New study to track complete picture of nitrogen losses
21 September 2022, AU: A new national research project is investigating the dynamics of nitrogen (N) cycling and losses across a range of soil and environmental conditions within the Australian grains industry.
The Grains Research and Development Corporation (GRDC) has launched a four-year, $11.9 million investment titled ‘Predicting nitrogen cycling and losses in Australian cropping systems’ led by the University of Queensland and including CSIRO and state agencies and universities in NSW, Qld, SA, Vic and WA.
In Western Australia, the project will provide growers who manage cropping programs on the state’s challenging sandy and texture-contrast soils with a more complete picture of nitrogen cycling and the conditions under which they might lose nitrogen from their soil.
The University of Western Australia’s Associate Professor Louise Barton is part of the team leading the project in WA, alongside Dr Craig Scanlan from the Department of Primary Industries and Regional Development (DPIRD) and Prof. Daniel Murphy from Murdoch University, all of whom are part of the SoilsWest initiative.
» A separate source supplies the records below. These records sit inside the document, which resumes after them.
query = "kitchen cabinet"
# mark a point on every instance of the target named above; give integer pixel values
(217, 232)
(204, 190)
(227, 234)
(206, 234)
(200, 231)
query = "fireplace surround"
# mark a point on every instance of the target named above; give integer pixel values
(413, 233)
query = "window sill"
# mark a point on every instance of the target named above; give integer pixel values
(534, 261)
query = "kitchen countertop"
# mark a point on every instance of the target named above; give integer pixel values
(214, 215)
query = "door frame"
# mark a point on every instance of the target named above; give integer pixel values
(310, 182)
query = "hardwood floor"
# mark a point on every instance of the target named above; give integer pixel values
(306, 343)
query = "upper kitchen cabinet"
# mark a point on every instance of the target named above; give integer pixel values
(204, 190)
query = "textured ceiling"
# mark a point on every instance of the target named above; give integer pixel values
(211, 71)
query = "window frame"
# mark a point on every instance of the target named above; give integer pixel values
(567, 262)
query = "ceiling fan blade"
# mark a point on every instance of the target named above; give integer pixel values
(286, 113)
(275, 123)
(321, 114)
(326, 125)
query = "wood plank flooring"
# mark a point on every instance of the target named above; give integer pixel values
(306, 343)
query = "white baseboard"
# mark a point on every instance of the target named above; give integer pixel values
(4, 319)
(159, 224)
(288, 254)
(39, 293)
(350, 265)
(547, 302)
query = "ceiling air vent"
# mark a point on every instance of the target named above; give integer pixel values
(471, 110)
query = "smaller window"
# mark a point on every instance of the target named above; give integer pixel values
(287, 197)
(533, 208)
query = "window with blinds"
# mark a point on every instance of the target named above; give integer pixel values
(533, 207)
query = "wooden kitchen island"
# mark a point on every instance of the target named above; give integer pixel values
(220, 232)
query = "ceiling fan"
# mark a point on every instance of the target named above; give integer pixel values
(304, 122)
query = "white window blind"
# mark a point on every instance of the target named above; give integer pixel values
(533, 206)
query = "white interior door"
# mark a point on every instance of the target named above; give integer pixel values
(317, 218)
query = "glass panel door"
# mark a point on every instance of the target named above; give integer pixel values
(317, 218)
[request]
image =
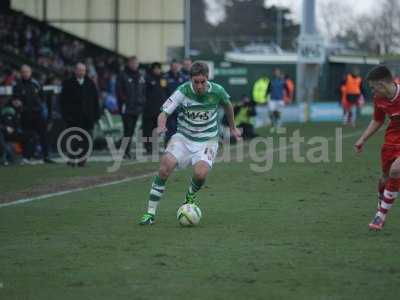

Assoc/Prof Barton says that the project will address several challenges the grains industry faces in accurately understanding and quantifying nitrogen losses.
“When we put nitrogen fertilisers onto crops, the aim is that it is going to benefit plant growth, and ideally all of it would be taken up by the crop. But there’s a risk of nitrogen not being used by the crop and that it might be lost permanently from the soil,” Assoc/Prof Barton says.
“Those loss pathways will vary depending on the soil type, the climate and the land management system.”
Nitrogen losses can occur by denitrification, the microbial process of reducing nitrate and nitrite to gaseous forms of nitrogen; ammonia volatilisation, the loss of applied nitrogen to the atmosphere as ammonia gas; or nitrogen leaching, when soil water content becomes greater than the maximum soil water holding capacity and excess water drains below the root zone, carrying soluble nitrogen with it.
Assoc/Prof Barton says that a recent review of nitrogen losses in Australian dryland cropping systems revealed opportunities to fill knowledge gaps.
“We don’t have as much data as you would hope in terms of particular loss pathways, but also, a large proportion of the data we do have was collected when farming systems were different to what they are now,” Assoc/Prof Barton says.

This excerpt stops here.